Design and Implementation of An Emulation Testbed for Optimal Spectrum Sharing in Multi-hop Cognitive Radio Networks
Cognitive Radio (CR) capitalizes advances in signal processing and radio technology and is capable of reconfiguring RF and switching to desired frequency bands. It is a frequency-agile data communication device that is vastly more powerful than existing multi-channel multi-radio (MC-MR) technology.

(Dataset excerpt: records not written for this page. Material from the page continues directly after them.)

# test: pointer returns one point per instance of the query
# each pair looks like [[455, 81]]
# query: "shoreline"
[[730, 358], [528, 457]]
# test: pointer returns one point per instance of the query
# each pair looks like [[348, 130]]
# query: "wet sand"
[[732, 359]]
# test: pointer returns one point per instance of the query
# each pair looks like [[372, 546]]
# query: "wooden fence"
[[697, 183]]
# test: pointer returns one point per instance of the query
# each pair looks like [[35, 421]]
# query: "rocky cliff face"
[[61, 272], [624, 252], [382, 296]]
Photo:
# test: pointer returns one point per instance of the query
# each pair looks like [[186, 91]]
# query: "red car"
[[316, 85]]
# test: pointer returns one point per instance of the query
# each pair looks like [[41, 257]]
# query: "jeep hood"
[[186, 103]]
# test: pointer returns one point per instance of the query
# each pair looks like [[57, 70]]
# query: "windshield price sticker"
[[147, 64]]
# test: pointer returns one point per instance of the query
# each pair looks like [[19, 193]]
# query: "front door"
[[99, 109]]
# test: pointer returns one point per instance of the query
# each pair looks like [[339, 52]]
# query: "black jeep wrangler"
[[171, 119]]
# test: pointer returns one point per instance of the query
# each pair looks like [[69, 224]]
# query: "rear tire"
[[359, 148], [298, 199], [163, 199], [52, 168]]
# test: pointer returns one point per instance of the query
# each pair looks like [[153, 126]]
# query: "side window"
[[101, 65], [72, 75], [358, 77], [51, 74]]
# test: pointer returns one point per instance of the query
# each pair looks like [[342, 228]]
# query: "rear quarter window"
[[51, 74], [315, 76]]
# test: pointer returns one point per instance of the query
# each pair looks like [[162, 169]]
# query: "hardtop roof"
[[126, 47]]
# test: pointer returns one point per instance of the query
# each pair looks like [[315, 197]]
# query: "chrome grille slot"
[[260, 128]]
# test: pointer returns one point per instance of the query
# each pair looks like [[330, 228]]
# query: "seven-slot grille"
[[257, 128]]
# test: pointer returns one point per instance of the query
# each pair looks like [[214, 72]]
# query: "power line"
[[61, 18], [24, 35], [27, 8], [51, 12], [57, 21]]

In this thesis, we investigate the important problem of multi-hop networking with CR nodes. In a CR network, each node has a set of frequency bands (not necessarily of equal size) that may not be the same as those at other nodes. The uneven size of frequency bands prompts the need of further division into sub-bands for optimal spectrum sharing. We characterize behaviors and constraints for such multi-hop CR network from multiple layers, including modeling of spectrum sharing and sub-band division, scheduling and interference constraints, and flow routing. We give a formal mathematical formulation with the objective of maximizing the network throughput for a set of user communication sessions. Since such problem formulation falls into mixed integer non-linear programming (MINLP), which is NP-hard in general, we develop a lower bound for the objective by relaxing the integer variables and linearization. Subsequently, we develop a nearoptimal algorithm to this MINLP problem. This algorithm is based on a novel sequential fixing (SF) procedure, where the integer variables are determined iteratively via a sequence of linear program (LP).
In order to implement and evaluate these algorithms in a controlled laboratory setting, we design and implement an emulation testbed. The highlights of our experimental research include:
• Emulation of a multi-hop CR network with arbitrary topology; • An implementation of the proposed SF algorithm at the application layer; • A source routing implementation that can easily support comparative study between SF algorithm and other schemes; • Experiments comparing the SF algorithm with another algorithm called Layered Greedy Algorithm (LGA); • Experimental results show that the proposed SF significantly outperforms LGA.
In summary, the experimental research in this thesis has demonstrated that SF algorithm is a viable algorithm for optimal spectrum sharing in multi-hop CR networks.